Over the following decades, the concept of dominance became standard in dog training and generations of dog owners were taught that the only way to produce an obedient dog was through punishment that proved the dog owner had the power. After the identification of “pack leaders” in the 1970s, research on wild wolf packs was used to support the theory. Unfortunately, this was a case of interpreting the data to fit the theory instead of the other way around. Wolf packs are family groups which are naturally led by wolf moms and dads. Just as in human families, when offspring mature, they leave to go and begin families of their own, they do not stick around to challenge their parental figures for leadership status. “Leaders” emerge in the pack not because one is more dominant or aggressive than another, but because parents must take charge over their children to keep the whole family happy and healthy.
Free ranging dog packs (when they form packs, which is not a given as in the wolf world) differ from wolf packs in that individuals may not have familial ties. But even in this case, dogs fail to establish and cede all power to one “leader.” Instead, as shown in research by Roberto Bonanni (2010), adult individuals take turns in the leadership position according to which dog can contribute most to the pack at any given time. In the pack he studied, Bonanni witnessed at least half of the dogs taking the “lead” at some point (with six individuals in regular rotation at the head of the group) according to which dog could make the strongest contribution to the pack’s welfare in any given context.

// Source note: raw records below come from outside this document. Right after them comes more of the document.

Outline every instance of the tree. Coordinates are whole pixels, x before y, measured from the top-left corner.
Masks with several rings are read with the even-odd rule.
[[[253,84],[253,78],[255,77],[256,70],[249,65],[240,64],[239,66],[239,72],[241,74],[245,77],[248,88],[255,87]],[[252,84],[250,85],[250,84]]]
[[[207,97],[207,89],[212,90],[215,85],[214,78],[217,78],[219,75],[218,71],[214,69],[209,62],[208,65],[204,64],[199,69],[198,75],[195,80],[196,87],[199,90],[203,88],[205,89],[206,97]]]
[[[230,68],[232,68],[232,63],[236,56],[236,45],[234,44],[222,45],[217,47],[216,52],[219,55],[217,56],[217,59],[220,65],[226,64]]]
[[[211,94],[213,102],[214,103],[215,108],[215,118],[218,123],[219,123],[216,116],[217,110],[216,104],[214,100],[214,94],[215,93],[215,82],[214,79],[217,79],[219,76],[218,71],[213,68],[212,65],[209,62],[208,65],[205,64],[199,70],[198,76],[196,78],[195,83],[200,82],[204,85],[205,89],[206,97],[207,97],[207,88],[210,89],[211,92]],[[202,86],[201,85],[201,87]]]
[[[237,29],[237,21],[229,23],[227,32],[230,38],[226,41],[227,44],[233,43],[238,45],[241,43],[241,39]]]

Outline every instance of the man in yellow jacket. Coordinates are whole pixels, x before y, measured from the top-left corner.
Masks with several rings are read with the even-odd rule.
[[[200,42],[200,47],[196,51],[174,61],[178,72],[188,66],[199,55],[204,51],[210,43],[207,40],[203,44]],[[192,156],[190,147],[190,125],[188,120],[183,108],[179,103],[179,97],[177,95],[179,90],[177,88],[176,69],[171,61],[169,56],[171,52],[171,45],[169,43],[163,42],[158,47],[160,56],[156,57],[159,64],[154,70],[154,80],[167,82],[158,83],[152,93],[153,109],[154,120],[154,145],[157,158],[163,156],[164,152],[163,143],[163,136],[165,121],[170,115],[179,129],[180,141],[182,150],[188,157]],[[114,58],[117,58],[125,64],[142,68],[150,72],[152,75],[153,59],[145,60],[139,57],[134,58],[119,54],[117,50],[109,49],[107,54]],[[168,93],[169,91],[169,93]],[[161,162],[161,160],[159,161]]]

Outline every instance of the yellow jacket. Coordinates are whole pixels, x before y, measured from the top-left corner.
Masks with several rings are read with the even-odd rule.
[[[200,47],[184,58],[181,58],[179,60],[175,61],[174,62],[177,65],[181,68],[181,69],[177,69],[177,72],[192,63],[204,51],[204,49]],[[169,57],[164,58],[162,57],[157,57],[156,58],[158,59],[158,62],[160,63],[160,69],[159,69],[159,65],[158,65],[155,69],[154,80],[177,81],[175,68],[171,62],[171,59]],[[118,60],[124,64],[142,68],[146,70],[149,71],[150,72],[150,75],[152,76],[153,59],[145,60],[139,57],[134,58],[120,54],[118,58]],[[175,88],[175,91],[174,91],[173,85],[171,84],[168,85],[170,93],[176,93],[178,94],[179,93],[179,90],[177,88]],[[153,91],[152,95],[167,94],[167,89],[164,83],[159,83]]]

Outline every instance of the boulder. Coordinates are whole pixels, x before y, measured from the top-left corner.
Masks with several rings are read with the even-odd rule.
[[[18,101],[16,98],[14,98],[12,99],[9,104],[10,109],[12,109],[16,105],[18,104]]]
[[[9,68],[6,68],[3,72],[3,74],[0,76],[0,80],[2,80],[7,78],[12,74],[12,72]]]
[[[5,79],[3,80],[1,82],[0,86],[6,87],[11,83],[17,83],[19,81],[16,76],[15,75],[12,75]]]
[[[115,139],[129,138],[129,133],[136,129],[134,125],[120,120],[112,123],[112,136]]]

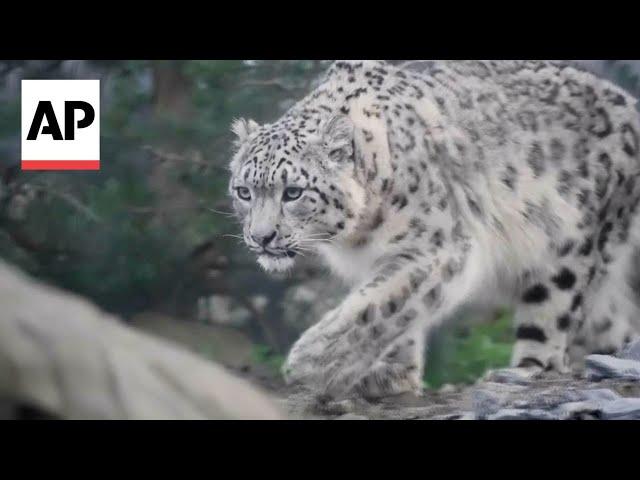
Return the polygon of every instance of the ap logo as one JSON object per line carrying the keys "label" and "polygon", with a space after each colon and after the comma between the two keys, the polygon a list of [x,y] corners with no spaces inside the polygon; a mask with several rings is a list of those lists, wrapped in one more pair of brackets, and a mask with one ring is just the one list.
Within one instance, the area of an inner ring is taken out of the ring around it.
{"label": "ap logo", "polygon": [[22,80],[22,170],[100,169],[100,80]]}

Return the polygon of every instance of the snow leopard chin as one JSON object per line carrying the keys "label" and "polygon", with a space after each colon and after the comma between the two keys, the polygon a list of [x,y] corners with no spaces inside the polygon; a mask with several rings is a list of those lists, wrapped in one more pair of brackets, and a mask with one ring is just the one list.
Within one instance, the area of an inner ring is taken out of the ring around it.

So if the idea of canine dominance is invalid, and establishing yourself as the “alpha” in your relationship with your dog is unnecessary and, in many cases, cruel, how should we approach dog training? Luckily, there is not only an alternative, but one that has been proven to be more effective in training dogs. This method – positive-reinforcement training or reward-based training – is in many ways the polar opposite of training that uses physical dominance, pain, and intimidation as a tool. In positive-reinforcement training, the dog is rewarded with something it loves (food, toys, or even praise) when it does something good. This basic tenet opens up tons of possibilities for training a dog to do something positive to replace a behavior you dislike (instead of punishing the “bad” behavior) and for shaping a dog to do fun tricks. Instead of instilling fear in your dog which may lead or exacerbate aggression, reward-based training (in both operant and classical forms) can decrease fear, build a dog’s confidence, and strengthen the human-canine relationship.
With positive-reinforcement training’s record of incredible results in obedience and behavior modification, there is absolutely no reason to use intimidation to train your dog. Really, wouldn’t you rather have your dog love to work for you than fear your presence?